GUI-based data processing systems simplify and accelerate data tasks with a user-friendly interface, eliminating the need for extensive coding skills. This accessibility allows analysts to easily design, modify, and execute workflows with intuitive drag-and-drop operations and visual representations. Incorporating visualization operators into data processing systems to represent the processed result enables analysts to quickly gain insights, understand patterns, and make informed decisions from complex data. As analysts observe the results, they may uncover new trends, leading to further questions or hypotheses that require modifications and edits to the workflow. Each change to the workflow generates a new version. Given the iterative nature of data analytics, modifying workflows is a common practice. The results produced from executing these versions are materialized, enabling users to refer back to them to reproduce and replicate past experiments, ensuring the validity of reported outcomes. While striving for improved results, in many cases, the results of new iterations are equivalent to those of previous runs. Given the significant time required to execute analytical tasks on large datasets, it becomes imperative to reduce redundant computations by reusing previously-stored results. Hence, it is crucial to identify and verify the equivalence of results across different runs.
This dissertation is driven by these pressing needs to enhance iterative data analytics within GUI-based data processing systems by integrating visualization, version control, and result reuse. The dissertation is structured into four main parts.
The first part addresses the challenge of incrementally visualizing large spatial networks while minimizing visual clutter. To tackle this issue, we introduce GSViz, a general-purpose middleware-based solution consisting of two modules, namely edge-aware vertex clustering and incremental edge bundling to effectively visualize large spatial networks.

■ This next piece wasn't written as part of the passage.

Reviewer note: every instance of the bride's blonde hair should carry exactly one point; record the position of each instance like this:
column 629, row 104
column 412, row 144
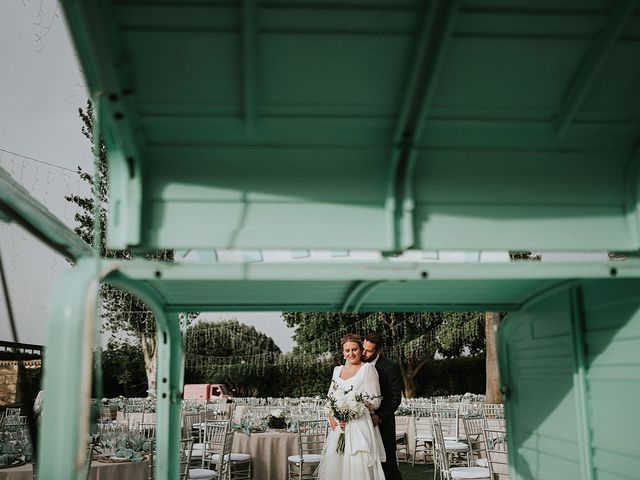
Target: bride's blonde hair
column 351, row 337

The second part focuses on the development of Drove, a framework designed to track changes in workflows, environment dependencies, workflow executions, and the generated results. By utilizing Drove, researchers and analysts can gain valuable insights into the evolution of workflows and understand the impact of modifications on the final outcomes.

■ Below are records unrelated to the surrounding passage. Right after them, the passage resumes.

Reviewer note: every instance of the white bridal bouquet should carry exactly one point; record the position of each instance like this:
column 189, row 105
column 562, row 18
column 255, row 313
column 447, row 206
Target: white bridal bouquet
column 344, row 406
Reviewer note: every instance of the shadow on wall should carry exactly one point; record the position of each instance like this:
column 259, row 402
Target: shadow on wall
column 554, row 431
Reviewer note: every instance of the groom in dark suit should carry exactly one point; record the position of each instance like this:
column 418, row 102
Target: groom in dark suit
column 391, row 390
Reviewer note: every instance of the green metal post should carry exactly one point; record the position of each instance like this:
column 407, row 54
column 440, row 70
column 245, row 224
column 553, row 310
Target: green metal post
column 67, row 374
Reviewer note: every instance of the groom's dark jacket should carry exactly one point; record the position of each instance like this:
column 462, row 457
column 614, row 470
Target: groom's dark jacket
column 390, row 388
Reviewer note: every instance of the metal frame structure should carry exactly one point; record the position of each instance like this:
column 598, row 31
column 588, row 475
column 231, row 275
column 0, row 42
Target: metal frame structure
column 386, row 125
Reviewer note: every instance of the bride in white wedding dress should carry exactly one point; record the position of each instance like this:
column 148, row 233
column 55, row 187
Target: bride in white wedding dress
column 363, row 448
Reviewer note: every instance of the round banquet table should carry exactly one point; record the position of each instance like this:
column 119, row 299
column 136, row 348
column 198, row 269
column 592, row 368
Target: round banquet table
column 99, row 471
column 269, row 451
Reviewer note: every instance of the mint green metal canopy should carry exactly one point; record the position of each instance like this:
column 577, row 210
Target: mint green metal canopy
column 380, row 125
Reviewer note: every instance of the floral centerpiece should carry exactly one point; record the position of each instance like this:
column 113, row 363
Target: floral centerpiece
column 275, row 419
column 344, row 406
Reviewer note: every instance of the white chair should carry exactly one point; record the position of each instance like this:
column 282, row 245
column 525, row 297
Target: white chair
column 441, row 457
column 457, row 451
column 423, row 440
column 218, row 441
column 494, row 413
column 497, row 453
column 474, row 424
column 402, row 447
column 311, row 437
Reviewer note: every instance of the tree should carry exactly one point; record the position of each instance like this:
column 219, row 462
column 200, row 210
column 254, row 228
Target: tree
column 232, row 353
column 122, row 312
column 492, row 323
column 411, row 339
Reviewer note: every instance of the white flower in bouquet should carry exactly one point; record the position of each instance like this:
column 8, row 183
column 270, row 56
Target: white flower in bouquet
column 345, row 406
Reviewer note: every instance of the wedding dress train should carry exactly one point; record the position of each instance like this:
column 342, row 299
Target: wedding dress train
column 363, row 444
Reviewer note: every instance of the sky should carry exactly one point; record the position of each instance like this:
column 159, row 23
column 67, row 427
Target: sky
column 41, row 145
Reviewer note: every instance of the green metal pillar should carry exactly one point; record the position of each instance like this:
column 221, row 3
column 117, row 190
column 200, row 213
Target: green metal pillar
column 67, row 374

In the third part, we present Veer, an algorithm for verifying the equivalence of two complex workflow versions. Additionally, we present a series of optimization techniques to improve the performance of the baseline algorithm.
Lastly, we introduce Raven, an optimization framework that ranks the previously executed workflow versions then it tests their equivalence compared to a new workflow version execution request. By reusing the results generated from these versions, Raven minimizes redundant computations and significantly enhances performance when handling new workflow execution requests. Raven retrieves the previous versions from Drove and pushes testing their equivalence to Veer.